Its Computer Science Time

Friday, July 4, 2014

HAMT- A Cool Data Structure

Hash Array Mapped Tries are a cool data structure. They are complex, but have some great characteristics.

You can find the paper "Ideal Hash Trees" from the wikipedia article.
http://en.wikipedia.org/wiki/Hash_array_mapped_trie

A Neat Blog

Just a blog I've been enjoying recently: http://jvns.ca/

Thursday, May 8, 2014

Switches and Buttons and Dials and A Haskell DSL for Embedded Systems Programming

In my ongoing journey towards hobbyist electronics, I've connected a button, a switch, and a dial (potentiometer) to my Arduino. It is simple stuff, but I still did it wrong the first time.

The code is done using the Haskell DSL Ivory, which is pretty easy to get set up with the Arduino. At some point I would also like to get the other language build by the same team called Tower working on the Arduino, which requires FreeRTOS, but that will be a project in itself.
I'm using the makefile from http://www.mjoldfield.com/atelier/2009/02/arduino-cli.html and a little shell script to avoid the Arduino IDE and so I can build everything from the Template Haskell to the Haskell to the C to the final binary and upload it to the Arduino all at once.
No external C code is required when using Ivory (though I have a #define in a header file to configure the generated C code). I even wrapped up some of the Arduino Serial library in C functions to be able to call it from Ivory. The wrapping is necessary to call C++ functions from C, and in this case, to import them as external functions in Ivory.

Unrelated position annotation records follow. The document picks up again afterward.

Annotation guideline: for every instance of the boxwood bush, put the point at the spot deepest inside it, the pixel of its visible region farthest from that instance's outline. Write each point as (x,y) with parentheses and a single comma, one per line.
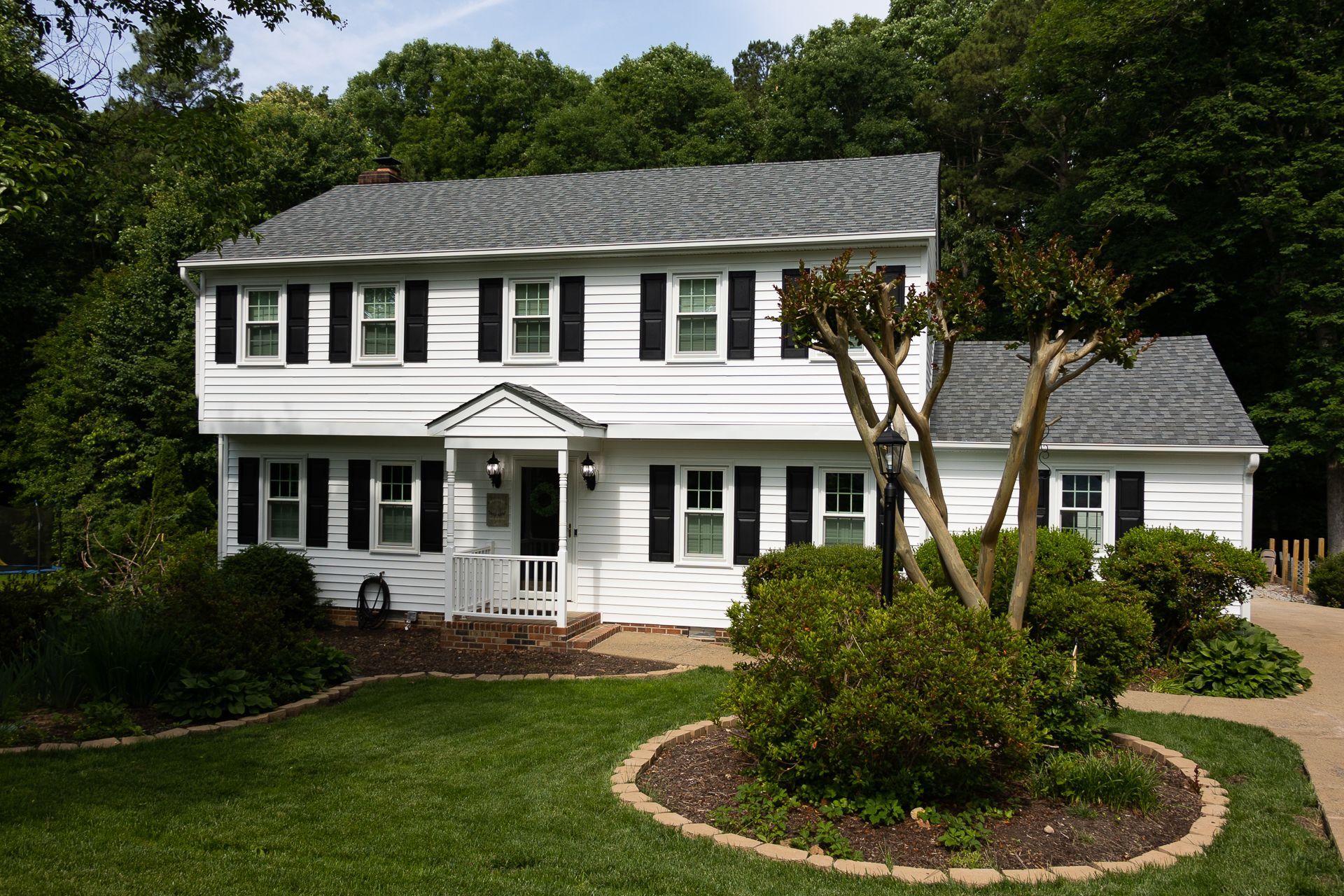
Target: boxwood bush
(921,699)
(1190,578)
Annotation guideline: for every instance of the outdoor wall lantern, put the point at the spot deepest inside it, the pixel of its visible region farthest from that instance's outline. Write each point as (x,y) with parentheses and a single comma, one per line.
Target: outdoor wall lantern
(891,450)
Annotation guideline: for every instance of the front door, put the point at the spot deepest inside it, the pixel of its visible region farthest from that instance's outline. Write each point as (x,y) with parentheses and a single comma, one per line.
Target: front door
(539,531)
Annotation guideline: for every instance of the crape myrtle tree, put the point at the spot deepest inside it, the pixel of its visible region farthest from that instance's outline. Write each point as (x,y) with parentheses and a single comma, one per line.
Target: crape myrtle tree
(1069,311)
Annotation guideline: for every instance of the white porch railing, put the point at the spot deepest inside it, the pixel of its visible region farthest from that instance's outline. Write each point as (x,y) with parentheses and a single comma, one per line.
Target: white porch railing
(500,586)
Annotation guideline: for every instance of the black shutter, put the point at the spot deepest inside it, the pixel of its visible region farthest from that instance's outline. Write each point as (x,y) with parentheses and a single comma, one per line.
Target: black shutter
(226,324)
(797,505)
(416,324)
(356,507)
(337,337)
(1043,498)
(489,333)
(746,514)
(742,314)
(571,318)
(432,507)
(319,475)
(249,498)
(1129,501)
(662,503)
(654,301)
(787,347)
(296,324)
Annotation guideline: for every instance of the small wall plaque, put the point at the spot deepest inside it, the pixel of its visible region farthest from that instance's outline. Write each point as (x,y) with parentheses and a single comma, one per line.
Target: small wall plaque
(496,510)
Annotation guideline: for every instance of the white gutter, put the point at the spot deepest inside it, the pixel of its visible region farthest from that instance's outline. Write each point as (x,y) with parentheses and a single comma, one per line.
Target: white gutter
(620,248)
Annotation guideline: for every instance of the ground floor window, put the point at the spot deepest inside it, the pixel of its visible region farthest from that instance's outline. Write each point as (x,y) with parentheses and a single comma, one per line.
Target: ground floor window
(1079,505)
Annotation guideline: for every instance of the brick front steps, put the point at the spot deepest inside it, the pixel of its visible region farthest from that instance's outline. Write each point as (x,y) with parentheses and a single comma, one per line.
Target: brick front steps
(332,695)
(1212,801)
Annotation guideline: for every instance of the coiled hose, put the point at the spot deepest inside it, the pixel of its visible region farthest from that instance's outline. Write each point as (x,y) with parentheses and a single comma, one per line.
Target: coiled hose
(374,601)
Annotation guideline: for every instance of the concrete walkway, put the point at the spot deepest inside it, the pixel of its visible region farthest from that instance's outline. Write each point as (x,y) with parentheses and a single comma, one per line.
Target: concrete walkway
(1313,719)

Ivory itself is a language for embedded systems as a Haskell DSL that does much more type checking and prevents many common bugs compared to C. I've liked it so far, although it certainly takes getting used to. I like that they make use of some Haskell extensions like automatically lifting data values into types and types into kinds. The bitdata aspect of the language looks really great. I am interested in trying to specify things like register contents using their bitdata types to see how much better we can do then C (which I use for this kind of thing at work).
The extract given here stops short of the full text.